O conhecimento praxiológico de Bourdieu busca explicar a relação dialética entre o objetivismo e o subjetivismo, entre as estruturas e como estas estruturas encontram-se interiorizadas nos sujeitos, de maneira a compor as práticas e as representações das práticas. O conceito de habitus serve como ponte de mediação entre as dimensões objetivas e subjetivas do meio social, entre estrutura e prática, afirmando que a subjetividade do sujeito é algo socialmente estruturado (NOGUEIRA; NOGUEIRA, 2009). “Esse conhecimento está inscrito nas experiências ou acontecimentos sustentado por indivíduos e partilhados na sociedade” (MOSCOVICI, 2003 p. 217)

“A socialização corresponde ao conjunto dos mecanismos pelos quais os indivíduos realizam a aprendizagem das relações sociais entre os homens e assimilam as normas, valores e crenças de uma sociedade ou de uma coletividade” (BONNEWITZ, 2003, p. 76). “Isso significa que representações sociais são sempre complexas e necessariamente inscritas dentro de um referencial de um pensamento preexistente, sempre dependentes, por conseguinte, de mudanças e crenças ancoradas em valores, tradições e imagens do mundo e da existência” (MOSCOVICI, 2003 p. 216).

Conforme Bourdieu (2009) “o habitus torna possível a produção livre de todos os pensamentos, de todas as percepções e de todas as ações inscritas nos

limites inerentes às condições particulares de sua produção” (p. 91). O lugar, a posição social que os indivíduos ocupam ou as funções que assumem definem os conteúdos representacionais e sua organização, por meio da relação ideológica que mantém com o meio social (PLON, 1972 apud JODELET, 2001).

“Desse modo, toda representação social desempenha diferentes tipos de funções, algumas cognitivas - ancorando significados, estabilizando ou desestabilizando as situações evocadas – outras propriamente sociais, isto é, mantendo ou criando identidades e equilíbrios coletivos” (MOSCOVICI, 2003 p. 21). O habitus, de acordo com Setton (2002), é uma matriz cultural que possibilita os indivíduos a fazerem suas escolhas, podendo habilitar a construção de identidades sociais na atualidade.
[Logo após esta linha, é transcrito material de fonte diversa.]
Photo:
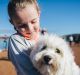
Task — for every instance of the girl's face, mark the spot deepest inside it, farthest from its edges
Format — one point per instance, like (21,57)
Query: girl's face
(27,22)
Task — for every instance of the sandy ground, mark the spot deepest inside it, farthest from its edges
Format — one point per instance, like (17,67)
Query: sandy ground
(7,68)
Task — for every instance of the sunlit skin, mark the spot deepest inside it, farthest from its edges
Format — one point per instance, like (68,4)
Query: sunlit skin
(27,22)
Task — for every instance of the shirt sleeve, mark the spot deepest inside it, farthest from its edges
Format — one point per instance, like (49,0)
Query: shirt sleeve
(18,54)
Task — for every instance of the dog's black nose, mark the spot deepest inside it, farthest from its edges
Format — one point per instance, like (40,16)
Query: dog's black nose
(46,59)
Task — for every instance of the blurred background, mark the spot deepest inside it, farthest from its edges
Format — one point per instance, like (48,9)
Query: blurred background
(61,17)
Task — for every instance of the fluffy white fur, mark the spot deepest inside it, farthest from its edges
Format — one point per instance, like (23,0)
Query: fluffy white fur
(52,56)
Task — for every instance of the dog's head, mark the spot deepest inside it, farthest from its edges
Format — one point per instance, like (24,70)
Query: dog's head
(50,54)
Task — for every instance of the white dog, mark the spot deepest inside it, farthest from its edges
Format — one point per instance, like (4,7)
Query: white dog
(53,56)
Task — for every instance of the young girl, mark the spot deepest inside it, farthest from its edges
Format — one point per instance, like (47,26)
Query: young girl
(24,16)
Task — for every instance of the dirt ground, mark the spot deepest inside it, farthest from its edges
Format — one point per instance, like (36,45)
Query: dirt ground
(7,68)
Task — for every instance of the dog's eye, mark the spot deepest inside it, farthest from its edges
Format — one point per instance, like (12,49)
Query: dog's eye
(44,47)
(57,50)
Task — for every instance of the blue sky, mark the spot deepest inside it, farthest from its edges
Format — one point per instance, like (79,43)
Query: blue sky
(57,16)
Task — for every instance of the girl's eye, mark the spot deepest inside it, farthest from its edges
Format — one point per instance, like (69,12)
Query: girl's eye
(57,50)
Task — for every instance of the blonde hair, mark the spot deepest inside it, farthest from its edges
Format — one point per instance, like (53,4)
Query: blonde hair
(20,4)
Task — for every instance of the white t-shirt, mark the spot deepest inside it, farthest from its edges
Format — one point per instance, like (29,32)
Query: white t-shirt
(18,53)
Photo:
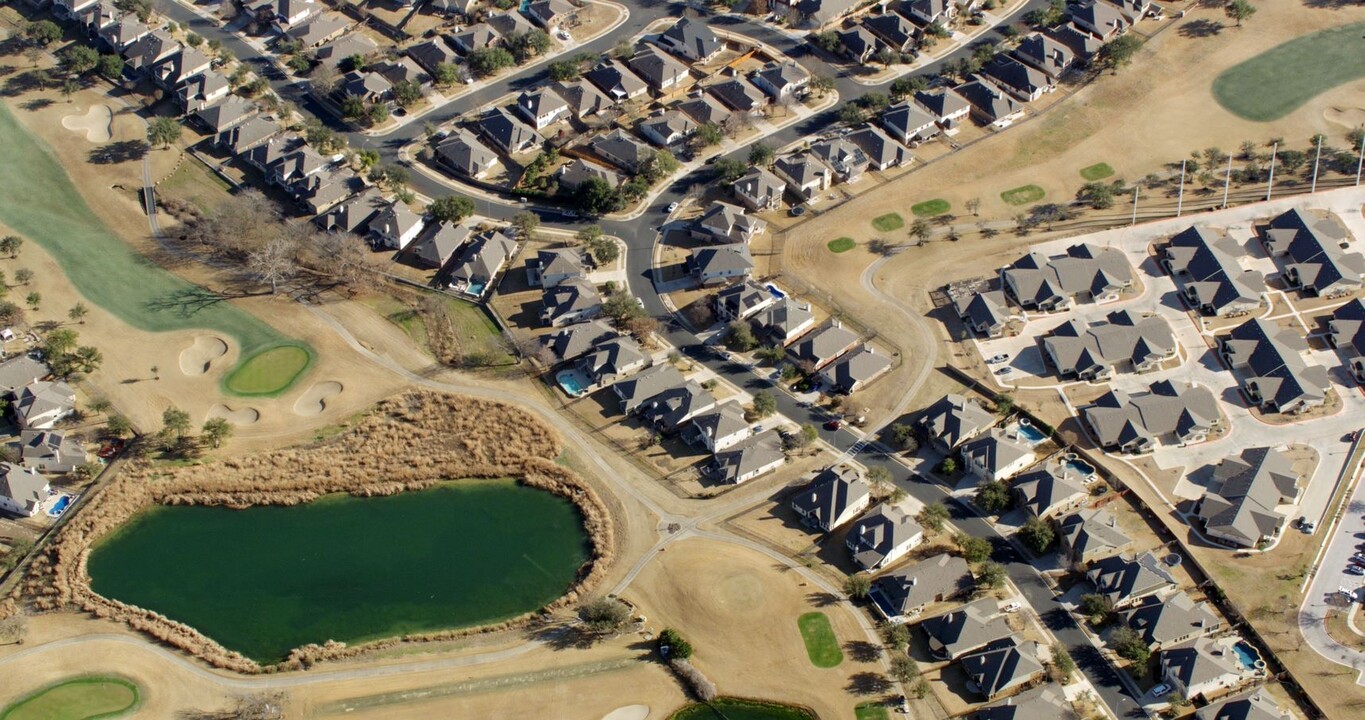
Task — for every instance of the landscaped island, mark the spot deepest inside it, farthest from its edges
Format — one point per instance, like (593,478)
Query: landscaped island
(254,588)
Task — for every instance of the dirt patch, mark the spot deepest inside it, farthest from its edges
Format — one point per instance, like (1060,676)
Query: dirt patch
(97,123)
(198,358)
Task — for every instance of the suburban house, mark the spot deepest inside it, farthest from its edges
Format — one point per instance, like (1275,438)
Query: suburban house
(882,537)
(804,174)
(720,428)
(41,405)
(785,321)
(1089,534)
(1169,413)
(986,313)
(836,496)
(952,421)
(692,40)
(825,344)
(726,223)
(481,261)
(396,226)
(720,264)
(1124,581)
(855,369)
(759,190)
(507,131)
(1308,246)
(1051,491)
(1271,364)
(1203,262)
(612,360)
(1204,667)
(576,340)
(741,301)
(466,155)
(1001,667)
(967,629)
(1171,620)
(1238,507)
(568,302)
(904,594)
(1122,342)
(22,491)
(542,107)
(748,459)
(1084,273)
(995,455)
(1346,332)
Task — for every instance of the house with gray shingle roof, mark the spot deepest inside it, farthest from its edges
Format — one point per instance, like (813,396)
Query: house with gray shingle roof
(1240,504)
(1271,364)
(1203,262)
(1169,413)
(834,496)
(882,537)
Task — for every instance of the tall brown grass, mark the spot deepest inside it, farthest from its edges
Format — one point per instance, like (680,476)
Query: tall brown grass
(406,443)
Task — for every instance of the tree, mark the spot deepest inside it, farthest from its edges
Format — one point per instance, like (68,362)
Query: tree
(451,209)
(932,515)
(163,131)
(1240,10)
(975,549)
(763,403)
(217,431)
(857,585)
(1038,534)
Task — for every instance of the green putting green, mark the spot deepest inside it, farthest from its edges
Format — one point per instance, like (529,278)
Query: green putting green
(1278,81)
(821,642)
(268,372)
(840,245)
(1023,196)
(930,208)
(1096,172)
(889,222)
(79,698)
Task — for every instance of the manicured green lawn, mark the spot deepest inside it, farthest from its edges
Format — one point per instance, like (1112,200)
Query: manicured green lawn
(1023,196)
(821,644)
(1096,172)
(930,208)
(1275,82)
(841,245)
(82,698)
(268,372)
(42,205)
(889,222)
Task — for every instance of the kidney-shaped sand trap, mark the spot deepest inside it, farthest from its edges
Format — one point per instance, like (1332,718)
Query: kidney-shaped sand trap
(315,399)
(97,123)
(198,358)
(245,416)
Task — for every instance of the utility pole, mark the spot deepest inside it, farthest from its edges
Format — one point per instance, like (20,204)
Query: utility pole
(1270,186)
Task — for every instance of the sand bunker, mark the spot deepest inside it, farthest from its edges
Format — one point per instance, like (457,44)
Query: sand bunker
(198,358)
(97,123)
(629,712)
(246,416)
(315,399)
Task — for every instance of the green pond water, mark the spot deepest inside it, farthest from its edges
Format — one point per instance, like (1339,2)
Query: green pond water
(269,578)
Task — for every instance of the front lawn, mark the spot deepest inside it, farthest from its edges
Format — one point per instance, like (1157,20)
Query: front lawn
(821,644)
(931,208)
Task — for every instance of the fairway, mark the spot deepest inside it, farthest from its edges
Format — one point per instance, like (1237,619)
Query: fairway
(42,205)
(268,372)
(82,698)
(821,644)
(1282,78)
(1023,196)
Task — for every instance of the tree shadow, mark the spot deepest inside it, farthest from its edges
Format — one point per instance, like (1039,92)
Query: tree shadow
(123,150)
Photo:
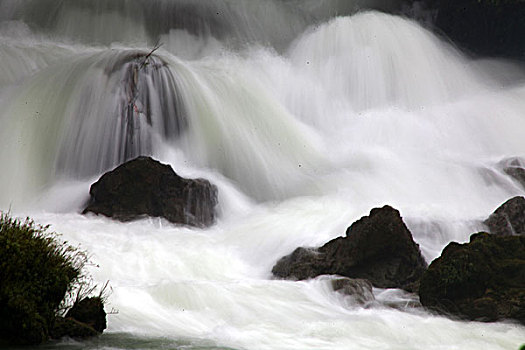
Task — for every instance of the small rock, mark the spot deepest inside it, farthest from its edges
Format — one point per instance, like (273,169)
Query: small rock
(359,289)
(378,247)
(481,280)
(509,218)
(89,311)
(69,327)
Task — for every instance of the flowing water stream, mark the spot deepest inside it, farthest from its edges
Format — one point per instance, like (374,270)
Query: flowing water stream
(305,114)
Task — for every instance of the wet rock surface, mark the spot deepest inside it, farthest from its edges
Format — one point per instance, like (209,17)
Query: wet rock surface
(509,218)
(481,280)
(378,247)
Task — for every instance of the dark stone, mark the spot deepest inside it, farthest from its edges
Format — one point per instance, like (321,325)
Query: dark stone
(69,327)
(481,280)
(378,248)
(89,311)
(144,186)
(359,289)
(509,218)
(485,27)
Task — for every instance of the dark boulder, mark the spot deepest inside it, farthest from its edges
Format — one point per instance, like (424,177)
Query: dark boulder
(481,280)
(89,311)
(509,218)
(378,247)
(69,327)
(515,168)
(144,186)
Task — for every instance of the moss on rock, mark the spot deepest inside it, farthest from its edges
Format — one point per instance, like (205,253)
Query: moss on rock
(480,280)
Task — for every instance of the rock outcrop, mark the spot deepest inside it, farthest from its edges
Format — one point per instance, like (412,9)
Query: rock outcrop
(481,280)
(144,186)
(509,218)
(378,247)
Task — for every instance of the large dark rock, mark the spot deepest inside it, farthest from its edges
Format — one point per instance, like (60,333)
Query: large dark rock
(358,289)
(509,218)
(481,280)
(144,186)
(89,311)
(378,247)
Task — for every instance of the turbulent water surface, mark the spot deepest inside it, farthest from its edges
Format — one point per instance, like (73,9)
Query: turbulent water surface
(305,114)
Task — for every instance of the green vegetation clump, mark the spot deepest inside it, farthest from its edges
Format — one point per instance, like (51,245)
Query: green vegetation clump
(37,273)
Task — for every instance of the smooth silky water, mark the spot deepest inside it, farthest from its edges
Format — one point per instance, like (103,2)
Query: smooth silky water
(305,114)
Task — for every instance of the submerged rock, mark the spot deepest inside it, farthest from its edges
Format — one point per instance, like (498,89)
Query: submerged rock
(515,168)
(481,280)
(86,318)
(378,247)
(89,311)
(359,289)
(69,327)
(144,186)
(509,218)
(486,27)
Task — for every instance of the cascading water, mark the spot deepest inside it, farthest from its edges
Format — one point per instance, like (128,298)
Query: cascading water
(304,120)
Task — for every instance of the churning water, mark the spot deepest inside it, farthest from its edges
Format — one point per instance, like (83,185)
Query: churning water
(305,114)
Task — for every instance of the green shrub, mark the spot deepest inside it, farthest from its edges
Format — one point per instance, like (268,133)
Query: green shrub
(37,272)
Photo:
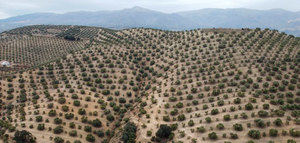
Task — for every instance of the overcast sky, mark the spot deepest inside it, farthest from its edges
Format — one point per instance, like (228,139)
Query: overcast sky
(10,8)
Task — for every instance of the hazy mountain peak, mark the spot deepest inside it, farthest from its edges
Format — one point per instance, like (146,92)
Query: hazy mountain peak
(142,17)
(138,9)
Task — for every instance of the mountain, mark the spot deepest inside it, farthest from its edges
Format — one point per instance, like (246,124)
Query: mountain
(279,19)
(80,84)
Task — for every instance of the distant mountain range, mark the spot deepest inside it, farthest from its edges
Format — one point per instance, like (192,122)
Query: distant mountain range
(282,20)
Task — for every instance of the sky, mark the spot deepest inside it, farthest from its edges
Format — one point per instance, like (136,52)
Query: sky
(9,8)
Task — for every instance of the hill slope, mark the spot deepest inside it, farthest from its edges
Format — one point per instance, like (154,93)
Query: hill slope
(140,17)
(206,85)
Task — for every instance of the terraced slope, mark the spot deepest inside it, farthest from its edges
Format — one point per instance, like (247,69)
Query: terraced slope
(210,85)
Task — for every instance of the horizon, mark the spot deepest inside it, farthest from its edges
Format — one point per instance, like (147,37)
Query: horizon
(21,7)
(133,7)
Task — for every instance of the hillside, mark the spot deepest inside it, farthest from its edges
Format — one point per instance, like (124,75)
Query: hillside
(205,85)
(284,21)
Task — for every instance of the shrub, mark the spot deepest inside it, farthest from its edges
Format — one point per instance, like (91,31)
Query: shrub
(59,140)
(277,122)
(57,130)
(226,117)
(273,132)
(255,134)
(212,136)
(24,137)
(249,106)
(90,138)
(164,132)
(238,127)
(129,134)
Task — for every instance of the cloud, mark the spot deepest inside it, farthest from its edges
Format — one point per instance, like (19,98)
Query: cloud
(18,7)
(4,15)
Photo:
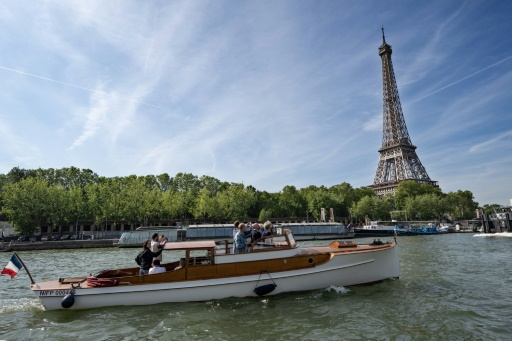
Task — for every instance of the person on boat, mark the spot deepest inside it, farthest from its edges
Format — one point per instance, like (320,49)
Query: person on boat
(156,269)
(239,242)
(235,230)
(256,233)
(268,229)
(146,257)
(156,245)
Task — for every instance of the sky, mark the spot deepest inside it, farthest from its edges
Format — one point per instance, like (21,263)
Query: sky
(265,93)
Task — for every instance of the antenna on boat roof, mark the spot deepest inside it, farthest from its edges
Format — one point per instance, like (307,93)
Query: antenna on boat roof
(26,269)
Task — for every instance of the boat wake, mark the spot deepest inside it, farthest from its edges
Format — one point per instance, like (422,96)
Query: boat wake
(338,290)
(500,234)
(24,304)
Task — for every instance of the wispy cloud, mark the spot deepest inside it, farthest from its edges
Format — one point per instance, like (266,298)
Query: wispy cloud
(492,143)
(265,93)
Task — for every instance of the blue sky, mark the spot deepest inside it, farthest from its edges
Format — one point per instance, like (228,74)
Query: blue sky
(268,93)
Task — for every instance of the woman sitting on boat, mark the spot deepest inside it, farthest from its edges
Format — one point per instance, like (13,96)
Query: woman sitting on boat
(239,242)
(146,257)
(268,229)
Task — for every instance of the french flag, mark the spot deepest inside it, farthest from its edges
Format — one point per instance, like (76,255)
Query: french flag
(13,267)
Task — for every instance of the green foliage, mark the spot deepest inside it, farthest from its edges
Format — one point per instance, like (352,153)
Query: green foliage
(31,198)
(371,208)
(26,202)
(411,189)
(425,207)
(461,205)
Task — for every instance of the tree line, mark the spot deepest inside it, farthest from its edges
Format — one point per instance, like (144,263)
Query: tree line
(32,198)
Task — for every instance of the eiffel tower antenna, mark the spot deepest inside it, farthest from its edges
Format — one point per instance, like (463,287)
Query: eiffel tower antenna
(398,159)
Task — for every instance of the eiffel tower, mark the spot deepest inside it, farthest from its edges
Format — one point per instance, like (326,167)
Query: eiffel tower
(398,159)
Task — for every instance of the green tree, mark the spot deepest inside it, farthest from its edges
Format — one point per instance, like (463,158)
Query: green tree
(24,203)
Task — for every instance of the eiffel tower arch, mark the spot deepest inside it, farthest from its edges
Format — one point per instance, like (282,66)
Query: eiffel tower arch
(398,159)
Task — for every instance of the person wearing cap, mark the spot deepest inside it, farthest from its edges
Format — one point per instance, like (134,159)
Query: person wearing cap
(268,229)
(256,233)
(239,242)
(156,269)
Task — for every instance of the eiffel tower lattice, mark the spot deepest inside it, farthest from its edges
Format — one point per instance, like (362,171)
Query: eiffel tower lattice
(398,159)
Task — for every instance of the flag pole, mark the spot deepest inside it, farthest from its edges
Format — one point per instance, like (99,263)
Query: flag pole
(26,269)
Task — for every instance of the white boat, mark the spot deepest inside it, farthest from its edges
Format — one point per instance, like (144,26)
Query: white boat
(273,265)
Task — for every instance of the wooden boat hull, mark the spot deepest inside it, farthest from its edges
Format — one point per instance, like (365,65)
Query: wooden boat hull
(343,268)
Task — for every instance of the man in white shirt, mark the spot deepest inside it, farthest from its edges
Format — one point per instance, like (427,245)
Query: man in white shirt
(156,269)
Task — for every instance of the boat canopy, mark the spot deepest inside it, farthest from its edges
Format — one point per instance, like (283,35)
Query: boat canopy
(195,245)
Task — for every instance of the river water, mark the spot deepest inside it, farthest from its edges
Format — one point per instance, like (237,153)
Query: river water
(452,287)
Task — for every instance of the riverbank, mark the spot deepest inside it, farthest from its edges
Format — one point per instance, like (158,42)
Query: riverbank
(58,245)
(438,296)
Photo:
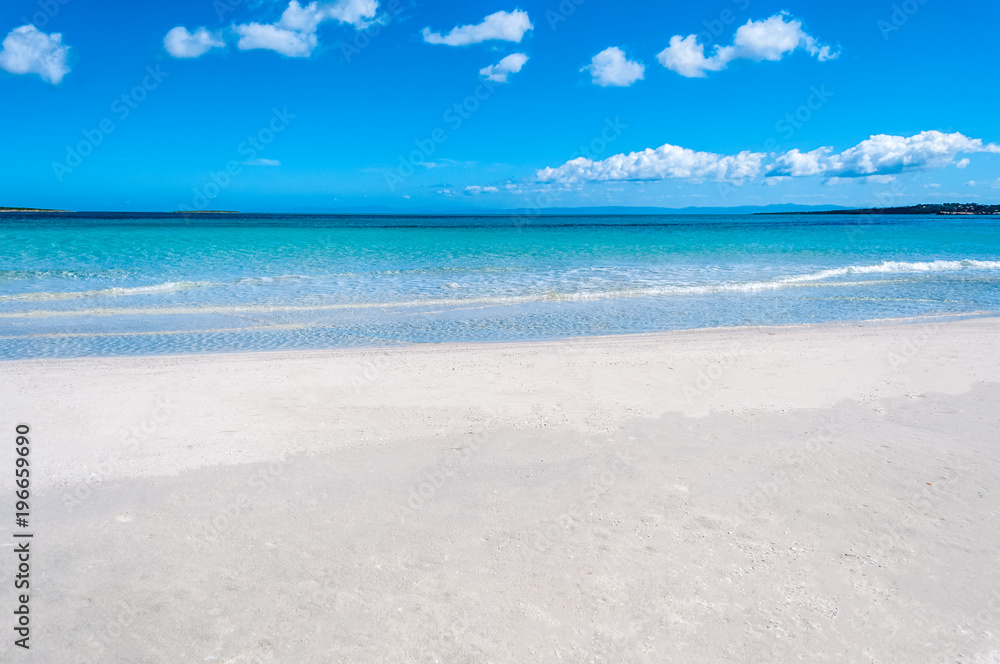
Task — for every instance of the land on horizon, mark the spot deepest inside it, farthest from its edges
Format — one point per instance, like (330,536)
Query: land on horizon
(783,209)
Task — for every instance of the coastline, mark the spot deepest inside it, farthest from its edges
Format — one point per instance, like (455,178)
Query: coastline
(817,492)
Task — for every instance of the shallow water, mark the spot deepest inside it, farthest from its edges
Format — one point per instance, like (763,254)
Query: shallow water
(115,284)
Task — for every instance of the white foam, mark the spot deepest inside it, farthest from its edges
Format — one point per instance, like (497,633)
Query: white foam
(166,287)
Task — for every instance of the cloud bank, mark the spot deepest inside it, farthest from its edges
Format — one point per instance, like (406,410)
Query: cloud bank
(610,67)
(502,26)
(509,65)
(770,39)
(876,159)
(27,50)
(294,35)
(183,44)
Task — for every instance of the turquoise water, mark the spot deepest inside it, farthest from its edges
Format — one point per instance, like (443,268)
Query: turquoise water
(113,284)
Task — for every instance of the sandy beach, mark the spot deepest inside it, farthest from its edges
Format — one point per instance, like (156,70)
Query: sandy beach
(819,494)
Fundamentar a representação social em um quadro teórico que ultrapassa as noções de indivíduo e sociedade proporciona a compreensão do contexto da história objetivada e materializada nas instituições sociais e incorporada pelos indivíduos em um sistema de disposições. As representações sociais estruturadas no processo de formação docente podem evidenciar as disposições que estão sendo incorporadas no grupo de acordo com as condições objetivas defrontadas pelos licenciandos.